Kate Harker wants to be as ruthless as her father. After five years and six boarding schools, she’s finally going home to prove that she can be.
August Flynn wants to be human. But he isn’t. He’s a monster, one that can steal souls with a song. He’s one of the three most powerful monsters in a city overrun with them. His own father’s secret weapon.
Their city is divided.
Their city is crumbling.
Kate and August are the only two who see both sides, the only two who could do something.
But how do you decide to be a hero or a villain when it’s hard to tell which is which?
For the past few weeks, I’ve buried my face in a series of books about princes and princesses, castle politics, and scheming villains. This Savage Song has none of that which makes it a perfect breather.
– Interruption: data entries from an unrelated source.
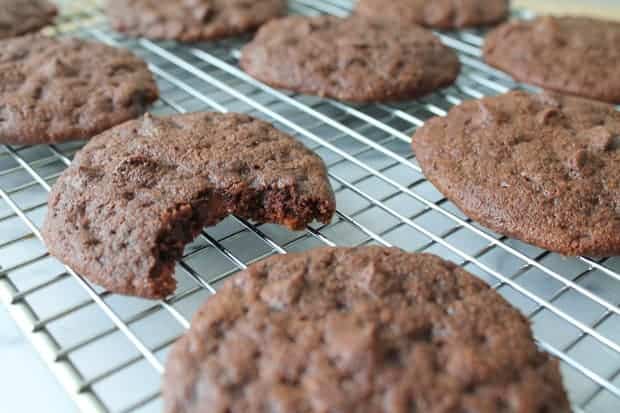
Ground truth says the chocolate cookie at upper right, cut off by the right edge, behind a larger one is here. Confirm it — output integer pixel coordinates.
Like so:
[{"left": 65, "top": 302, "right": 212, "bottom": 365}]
[{"left": 484, "top": 16, "right": 620, "bottom": 103}]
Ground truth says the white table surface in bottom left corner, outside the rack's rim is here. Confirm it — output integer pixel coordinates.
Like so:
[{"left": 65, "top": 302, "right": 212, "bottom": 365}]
[{"left": 0, "top": 304, "right": 78, "bottom": 413}]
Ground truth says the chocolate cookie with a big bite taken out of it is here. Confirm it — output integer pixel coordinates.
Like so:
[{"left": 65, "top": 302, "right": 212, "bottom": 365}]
[{"left": 43, "top": 113, "right": 335, "bottom": 298}]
What it bears are Monsters!
“Monsters, monsters, big and small,
They’re gonna come and eat you all.
Corsai, Corsai, tooth and claw,
Shadow and bone will eat you raw.
Malchai, Malchai, sharp and sly,
Smile and bite and drink you dry.
Sunai, Sunai, eyes like coal,
Sing you a song and steal your soul.”
I’ve heard countless stories about monsters as a child, but it’s never a common one with Victoria Schwab. Her stories were always deliciously unique and just the right amount of creepy. An engrossing supernatural tale is what this is. The moment I started reading, I was completely absorbed and it was just impossible to set down.
It’s not the kind of book that you’ll love instantly after a few pages, but I tell you, Schwab knows how to handle a book. She doesn’t dump information unceremoniously to her readers. I love that we came to know every character bit by bit. I love how she builds this dark, but amazing world. And I definitely love the idea of violence breeding actual monsters.
“It hadn’t been just about the sinner in the end, it was about the sin itself, the shadow that ate away a human’s light.”
Another interesting thing is that the two main characters belong to different sides of the divided city of Verity, which automatically make them enemies. To make matters worse, Kate Harker is human, while August Flynn is a monster. That should have made August the villain, but in Schwab’s dangerous world, the line between humans and monsters is a blur. Humans aren’t all innocent, and monsters aren’t all bad.
Kate and August are two powerful characters with beautiful flaws. August desperately wants to become human. Kate hates monsters for a good reason. The moment they realized that they were facing the same enemy, they quickly learn to watch each other’s back and it was fantastically beautiful that I wished for a spark (or make it a bonfire) to ignite between the two. Sadly, there is no romance. Although I should’ve guessed because I’ve read Schwab’s Vicious and there was no romance in there as well. But the lack of romance is not a deal breaker at all. The story was still awesome even without it, the characters were lovable, all the angst was well-placed, and the suspense was gripping that it will make you keep turning pages.
There are some parts I found a little boring but overall the story was just awesome that all those boring parts are cancelled out. The best part, at least for me, is that huge cliffhanger ending. I bet it will leave many readers wanting more like it did to me. I highly recommend this not just to Schwab’s fans but also to those who love dark dystopian and paranormal reads.